Well, in this psalm it uses a figure of speech that you may have come across but maybe not known what it's called – called a merism. And a merism is a figure of speech where you take two extremes and you use that to indicate totality – everything in between as well. Things in the psalms like "As far as the east is from the west." OK, you meet this too.

So here we go – take the vertical dimension first: from the furthest reaches of the Earth's depths to the mountain peaks. Then take the horizontal dimension: God made the sea; God made the land. And the idea is quite clear – it's saying absolutely everything that there is in three-dimensional space is his. The world is not divided between different deities. There's not some competition for control. It is all his.

And the New Testament would add to that – it all belongs to Jesus, because he made it. So here is Colossians chapter 1:15–17:

"The Son is the image of the invisible God, the firstborn over all creation.
For in him all things were created: things in heaven and on Earth, visible and invisible, whether thrones or powers or rulers or authorities; all things have been created through him and for him.
He is before all things, and in him all things hold together."

If the world was a place where different gods battled it out for control, it would be a really frightening world to live in. Instead, we have a world where our God is the great God – the great King. It is all his.

Which is why we must come along. We must sing. We must shout. As God's people, we know that we are secure. But it's not just what God's people need to do. We're not called to praise because he's redeemed us here – we're called to praise him because he's the one true God. Which means all people must worship him.
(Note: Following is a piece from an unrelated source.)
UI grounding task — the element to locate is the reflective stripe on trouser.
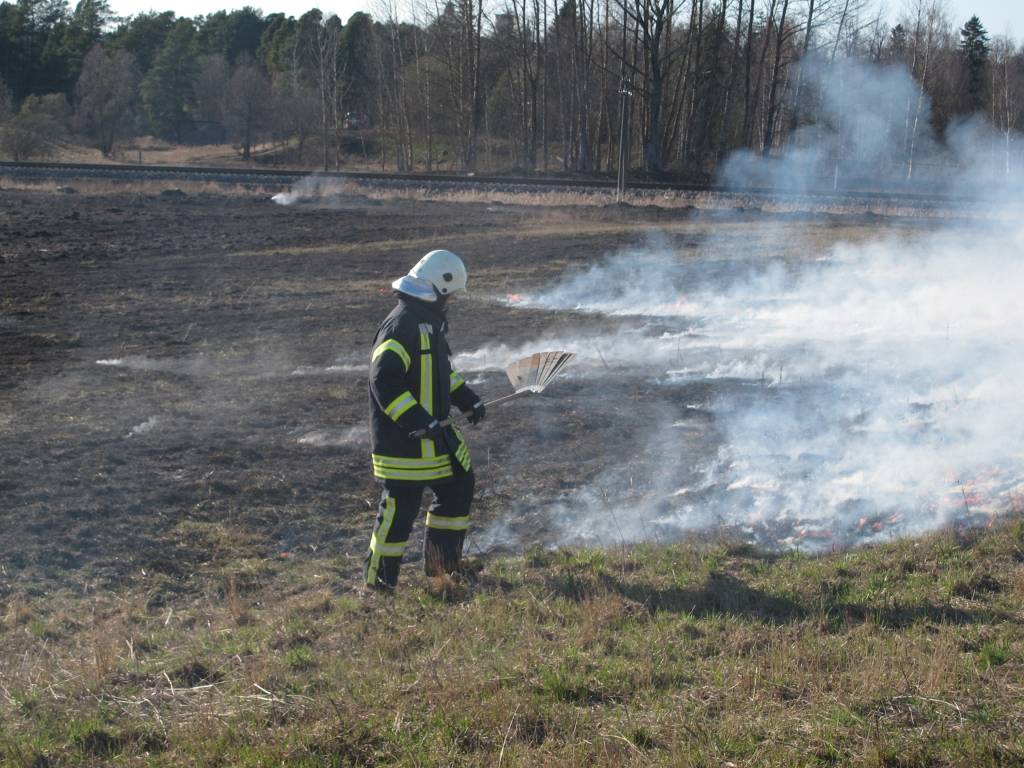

So: Come, let's sing to the Creator.

2. Come, let us bow to our shepherd

And then the second one: Come, let's bow to our Shepherd.

Come, let's bow to our Shepherd. And again, it's a sentence of two halves – there's what we have to do: Come, let's bow, and then there's why – because he's our Shepherd.

2a. Come, let us bow

So, verse six: Let us bow.
Come, let us bow down in worship,
let us kneel before the Lord our Maker.

Now, this talk of worship could make you think that we're still in the language of verses 1 and 2 – it's still talking about music. Because in the modern day, when we speak about Come, let's worship, we think about what we do when the band gets up and we sing. But this is different.

There are three verbs in verse five, and they're all to do with going low. So if I put it more literally: Come, let us bow low and bow down. Let us kneel...

For example, that first word, come. Let's bow low. It's quite a common word. We first meet it in — or one of the places we meet it, sorry — is in Genesis chapter 18, verse 2. Some visitors come to meet Abraham and Sarah, and we are told that Abraham looked up and saw three men standing nearby. When he saw them, he hurried from the entrance of his tent to meet them and bowed low to the ground. He didn't start to sing his favourite worship song — he bowed before them.

Genesis 37 — that, remember, is Joseph's dreams. Remember, Joseph dreamt of 12 sheaves of corn, and "your sheaves bowed down," he says, "to mine." This is about our posture as we approach God. Now, this is about more than just posture, but why would we assume it's about less than posture?

Now let me try and illustrate this, but let me try and be really careful. Over the past few weeks, the relationships between different ethnicities and religions in this country have been strained to breaking point and beyond. How do we respond to that?

Well, as Christians, I would say one of the things the Bible calls us to be is hospitable. So, as a nation that historically was a Christian nation, we would want to say, actually, we deeply respect people of other cultures, backgrounds and faiths, and we want to cherish you. And you're welcome to come to our country, and we want you to feel thoroughly at home here.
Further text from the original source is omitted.